つまり、ハブ穴4Aの大きさが異なる複数種類のタイヤ付ホイール4では、コレット64においてハブ穴4Aに嵌る円筒部64Bに応じて、上下方向の搭載位置が変わるが、搭載位置が変わっても、嵌合部86を今までとは別の横溝91Cに嵌めることによって、弾性部材82の圧縮量つまり付勢力を一定に維持できる。そのため、第2保持機構32は、サイズの異なる複数種類のタイヤ付ホイール4であっても上側から一定の保持力で保持できる。
ユニフォーミテイ試験および動釣合い試験のそれぞれにおいて、第1保持機構31によるタイヤ付ホイール4の保持は必ず行われるが、第2保持機構32は、第1保持機構31とは連動しておらず、独立して動作できる。

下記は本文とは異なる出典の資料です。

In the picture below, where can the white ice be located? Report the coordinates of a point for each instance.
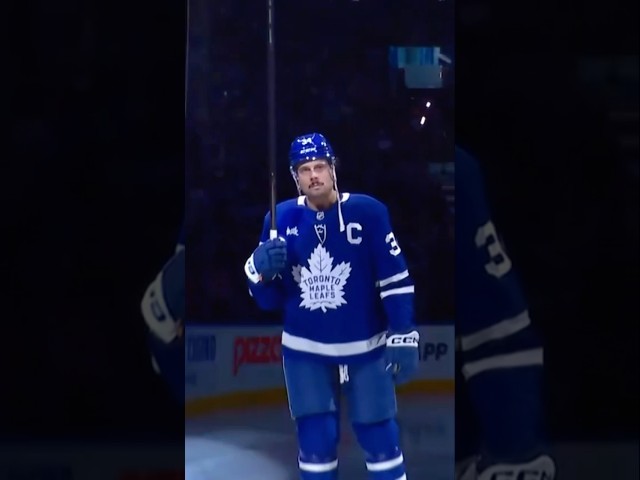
(260, 444)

そのため、タイヤ付ホイール4に接地荷重が与えられない動釣合い試験や、接地荷重が小さい場合におけるユニフォーミテイ試験のように第2保持機構32による保持が不要の場合には、第2保持機構32を動作させずに済ませることができるので、第2保持機構32の動作に起因したサイクルタイムのロスを低減できる。
この発明は、以上に説明した実施形態に限定されるものではなく、請求項に記載の範囲内において種々の変更が可能である。

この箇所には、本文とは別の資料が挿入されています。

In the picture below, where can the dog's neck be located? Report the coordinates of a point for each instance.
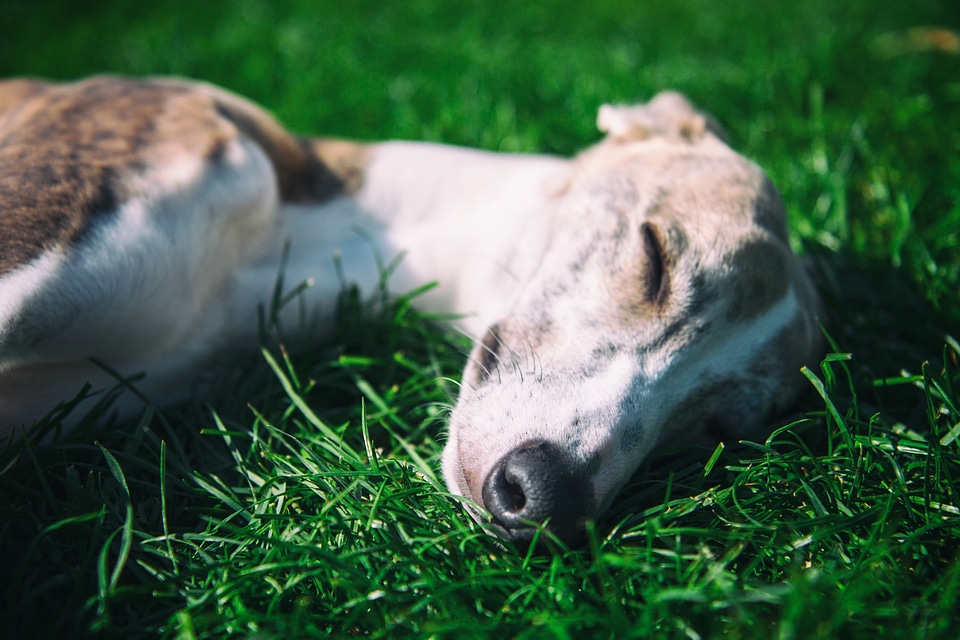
(475, 222)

例えば、前述した実施形態では、試験装置1は、ユニフォーミテイ試験および動釣合い試験の両方を行う複合試験装置であるが、ユニフォーミテイ試験および動釣合い試験の少なくとも一方を行えればよい。
また、前述した実施形態では、第1保持機構31において、挿通軸63が固定されてコレット64自体が上下方向に移動可能であったが、コレット64が上下方向において固定されていて挿通軸63が第2ピストン55とともに上下方向に移動可能であってもよい。この場合においても、コレット64は、挿通軸63に対して上下方向に相対移動しながら拡径したり縮径したりする。
また、横になったタイヤ付ホイール4を第1保持機構31に上側から傾かずに水平な姿勢でセットできるように、タイヤ付ホイール4を上側から押える着脱装置(図示せず)が試験装置1に備えられてもよい。前述した移動機構90が着脱装置として機能してもよい。着脱装置は、タイヤ付ホイール4が第1保持機構31にセットされた後は、タイヤ付ホイール4から退避する。